Prior to assuming his post as a full-time clinical faculty member at the Paul L. Foster School of Medicine, Dr. Michael Parsa of El Paso, Texas, spent more than three years on a medical mission in Papua New Guinea, where he drew on his skills to care for patients at Rumginae Hospital. More recently, in 2016, Dr. Michael Parsa left El Paso for two months to return to Rumginae Hospital as a volunteer.
Located in Kiunga, Rumginae Hospital is a 60-bed facility that oversees five regional health centers, 10 local aid posts, and a training school for community health workers (CHW). Each January, the training school accepts 45 students.
Ruminage Hospital also invites medical students who are in their final year of study and are interested in medical missionary work to spend a minimum of six weeks training and assisting at the hospital. Through the support of these medical missionaries, the hospital can continue to provide its vital services. Along with in-person support, the hospital accepts financial contributions and donations of medicine and equipment.

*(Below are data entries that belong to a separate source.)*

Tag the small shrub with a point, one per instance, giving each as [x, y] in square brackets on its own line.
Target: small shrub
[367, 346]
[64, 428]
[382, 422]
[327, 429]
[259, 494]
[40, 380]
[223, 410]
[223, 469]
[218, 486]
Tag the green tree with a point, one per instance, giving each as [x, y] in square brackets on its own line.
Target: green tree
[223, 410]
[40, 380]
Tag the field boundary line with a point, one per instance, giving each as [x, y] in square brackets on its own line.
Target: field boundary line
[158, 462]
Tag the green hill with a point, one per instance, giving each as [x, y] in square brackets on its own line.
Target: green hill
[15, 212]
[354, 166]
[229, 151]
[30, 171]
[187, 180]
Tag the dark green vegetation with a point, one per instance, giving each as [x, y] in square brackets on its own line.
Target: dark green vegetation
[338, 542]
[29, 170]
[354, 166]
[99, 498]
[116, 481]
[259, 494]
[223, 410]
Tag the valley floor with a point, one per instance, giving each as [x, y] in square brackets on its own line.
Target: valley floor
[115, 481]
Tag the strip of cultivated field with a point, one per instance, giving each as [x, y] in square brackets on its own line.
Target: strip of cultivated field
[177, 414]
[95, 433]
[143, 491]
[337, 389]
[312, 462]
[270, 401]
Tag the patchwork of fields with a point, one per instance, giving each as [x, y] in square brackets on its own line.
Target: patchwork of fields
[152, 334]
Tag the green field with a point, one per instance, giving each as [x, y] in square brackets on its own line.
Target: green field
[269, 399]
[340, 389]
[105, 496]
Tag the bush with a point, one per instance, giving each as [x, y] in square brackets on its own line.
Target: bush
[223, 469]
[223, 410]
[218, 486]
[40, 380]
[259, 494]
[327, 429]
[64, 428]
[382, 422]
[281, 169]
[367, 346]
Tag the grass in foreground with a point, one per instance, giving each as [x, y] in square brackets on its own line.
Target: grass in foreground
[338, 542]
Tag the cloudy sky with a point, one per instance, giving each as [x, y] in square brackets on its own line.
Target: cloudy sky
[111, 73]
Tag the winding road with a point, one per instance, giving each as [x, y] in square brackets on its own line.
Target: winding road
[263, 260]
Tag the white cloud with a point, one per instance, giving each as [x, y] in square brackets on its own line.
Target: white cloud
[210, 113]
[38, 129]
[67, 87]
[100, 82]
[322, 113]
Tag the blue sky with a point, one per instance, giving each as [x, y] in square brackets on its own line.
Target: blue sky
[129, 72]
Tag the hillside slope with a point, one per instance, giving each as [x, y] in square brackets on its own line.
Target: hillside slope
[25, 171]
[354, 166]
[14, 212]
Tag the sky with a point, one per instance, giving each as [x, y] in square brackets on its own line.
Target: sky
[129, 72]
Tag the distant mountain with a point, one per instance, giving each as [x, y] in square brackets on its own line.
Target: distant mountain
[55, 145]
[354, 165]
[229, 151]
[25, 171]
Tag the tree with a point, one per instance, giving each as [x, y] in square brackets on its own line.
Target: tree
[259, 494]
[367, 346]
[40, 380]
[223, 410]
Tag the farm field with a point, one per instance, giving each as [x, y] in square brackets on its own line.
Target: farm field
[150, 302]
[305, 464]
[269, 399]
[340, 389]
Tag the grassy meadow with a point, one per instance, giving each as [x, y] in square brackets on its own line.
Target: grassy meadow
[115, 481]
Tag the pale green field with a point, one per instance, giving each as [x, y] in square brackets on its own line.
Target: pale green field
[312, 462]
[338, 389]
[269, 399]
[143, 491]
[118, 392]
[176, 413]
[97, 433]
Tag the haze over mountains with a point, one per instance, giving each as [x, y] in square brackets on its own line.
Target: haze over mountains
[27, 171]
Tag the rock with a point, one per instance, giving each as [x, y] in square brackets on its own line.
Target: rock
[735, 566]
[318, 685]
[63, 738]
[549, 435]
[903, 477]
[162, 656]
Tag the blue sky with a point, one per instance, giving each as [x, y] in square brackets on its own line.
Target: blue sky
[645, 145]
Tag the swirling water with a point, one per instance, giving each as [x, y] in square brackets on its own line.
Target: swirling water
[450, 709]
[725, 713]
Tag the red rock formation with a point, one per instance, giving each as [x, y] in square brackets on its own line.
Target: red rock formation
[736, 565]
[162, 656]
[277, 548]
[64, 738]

Since 2010, Dr. Michael Parsa has served as an associate professor and clerkship director at the Texas Tech University Health Sciences Center in El Paso. Drawing on nearly 15 years of experience practicing emergency medicine in El Paso, California, and Papua New Guinea, Dr. Michael Parsa also maintains responsibilities as an expert panel member of the Texas Medical Board.
Responsible for the rules and laws surrounding medical practice in the state of Texas, the Texas Medical Board manages the issuance and renewal of medical licenses in the state. The eligibility requirements for licensure with the board include:
– graduation from a medical school in the United States or Canada, or graduation from a medical school outside of these countries that is indicated on the substantial equivalence list. If the applicant graduated from a school not on this list, he or she must hold certification from an accepted national board;
-one year of medical training in an accredited program or fellowship, or possession of a Texas Faculty Temporary License and two years of experience as an educator;
-successful completion of the board examination (within a maximum of three attempts), or at least five years in possession of a license in good standing from another state.